Byrd became West Virginia’s Senior Senator in 1985 following the retirement of Jennings Randolph. He served three different tenures as chairman of the United States Senate Committee on Appropriations, which enabled Byrd to steer a great deal of federal money toward projects in West Virginia. Critics derided his efforts as pork barrel spending, while Byrd argued that the many federal projects he worked to bring to West Virginia represented progress for the people of his state. Notably, Byrd strongly opposed Clinton's 1993 efforts to allow homosexuals to serve in the military and supported efforts to limit same-sex marriage. Although he filibustered against the 1964 Civil Rights Act and supported the Vietnam War earlier in his career, Byrd's views changed considerably over the course of his life; by the early 2000s, he had completely renounced racism and segregation. Byrd was outspoken in his opposition to the Iraq War. Renowned for his knowledge of Senate precedent and parliamentary procedure, Byrd wrote a four-volume history of the Senate in later life. Near the end of his life, Byrd was in declining health and was hospitalized several times. He died in office on June 28, 2010, at the age of 92, and was buried at Columbia Gardens Cemetery in Arlington County, Virginia.

Robert Byrd was born on November 20, 1917, as Cornelius Calvin Sale Jr. in North Wilkesboro, North Carolina, to Cornelius Calvin Sale and his wife Ada Mae (Kirby). When he was ten months old, his mother died on Armistice Day during the 1918 flu pandemic. Byrd was the youngest of four and in accordance with his mother's wishes, his father dispersed the children among relatives. Calvin Jr. was adopted by his biological father's sister and her husband, Vlurma and Titus Byrd, who changed his name to Robert Carlyle Byrd and raised him in the coal mining region of southern West Virginia, primarily in the coal town of Stotesbury, West Virginia. Robert Byrd's biological father Calvin Sale went on to have four more children with his second wife, Ola (Pruitt) Sale.

Byrd was educated in the public schools of Stotesbury. Byrd played the violin at the Mark Twain School orchestra and the bass drum in the Mark Twain High School marching band.
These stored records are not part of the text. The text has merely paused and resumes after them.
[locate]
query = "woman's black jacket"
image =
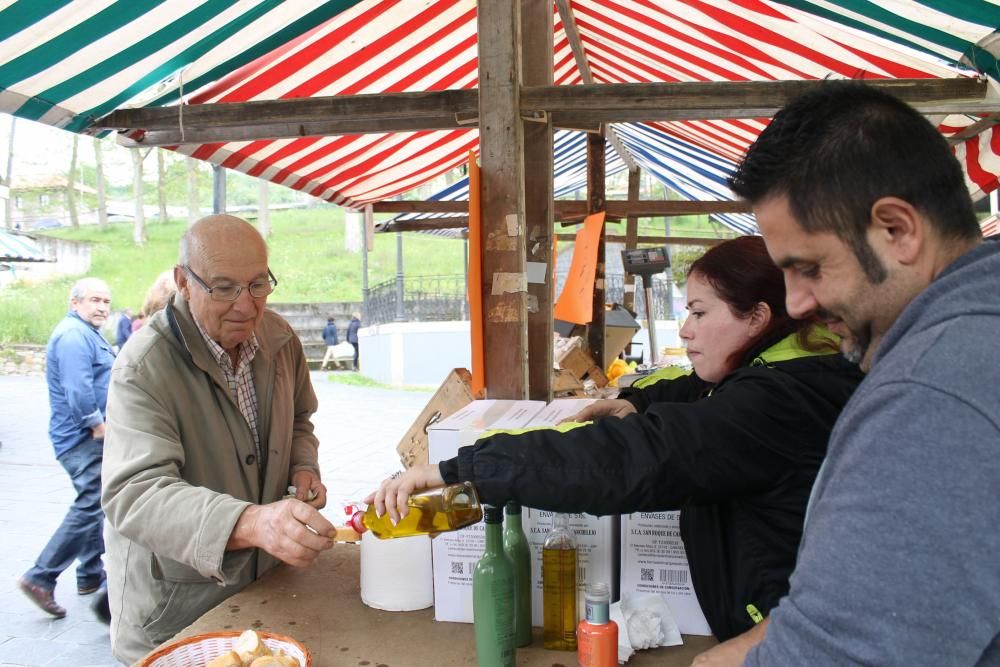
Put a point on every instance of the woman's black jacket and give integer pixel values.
(739, 463)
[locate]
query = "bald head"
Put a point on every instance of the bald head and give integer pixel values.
(214, 234)
(217, 254)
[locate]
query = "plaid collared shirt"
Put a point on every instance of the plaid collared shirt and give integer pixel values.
(240, 380)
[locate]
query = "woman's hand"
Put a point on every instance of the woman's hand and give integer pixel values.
(612, 407)
(394, 491)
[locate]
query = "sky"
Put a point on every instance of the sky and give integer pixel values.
(42, 149)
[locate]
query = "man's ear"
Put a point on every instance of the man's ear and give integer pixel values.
(897, 229)
(183, 286)
(759, 318)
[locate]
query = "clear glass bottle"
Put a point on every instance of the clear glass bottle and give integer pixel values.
(597, 634)
(559, 586)
(493, 598)
(432, 511)
(515, 543)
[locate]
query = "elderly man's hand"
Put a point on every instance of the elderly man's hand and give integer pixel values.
(289, 530)
(733, 652)
(393, 493)
(612, 407)
(309, 489)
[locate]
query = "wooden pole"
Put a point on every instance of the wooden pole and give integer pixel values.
(501, 139)
(536, 64)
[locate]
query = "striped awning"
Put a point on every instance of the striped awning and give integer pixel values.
(19, 248)
(69, 63)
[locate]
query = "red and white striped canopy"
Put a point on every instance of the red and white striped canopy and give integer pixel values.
(70, 63)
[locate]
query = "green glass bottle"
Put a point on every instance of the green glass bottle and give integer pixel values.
(515, 543)
(493, 598)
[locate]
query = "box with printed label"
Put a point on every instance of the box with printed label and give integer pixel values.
(455, 553)
(653, 560)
He was the valedictorian of his 1934 graduating class at Stotesbury's Mark Twain High School.

On May 29, 1937, Byrd married Erma Ora James (June 12, 1917 – March 25, 2006) who was born to a coal mining family in Floyd County, Virginia. Her family moved to Raleigh County, West Virginia, where she met Byrd when they attended the same high school.

Robert Byrd had two daughters (Mona Byrd Fatemi and Marjorie Byrd Moore), six grandchildren, and seven great-grandchildren.

In the early 1940s, Byrd recruited 150 of his friends and associates to create a new chapter of the Ku Klux Klan in Sophia, West Virginia.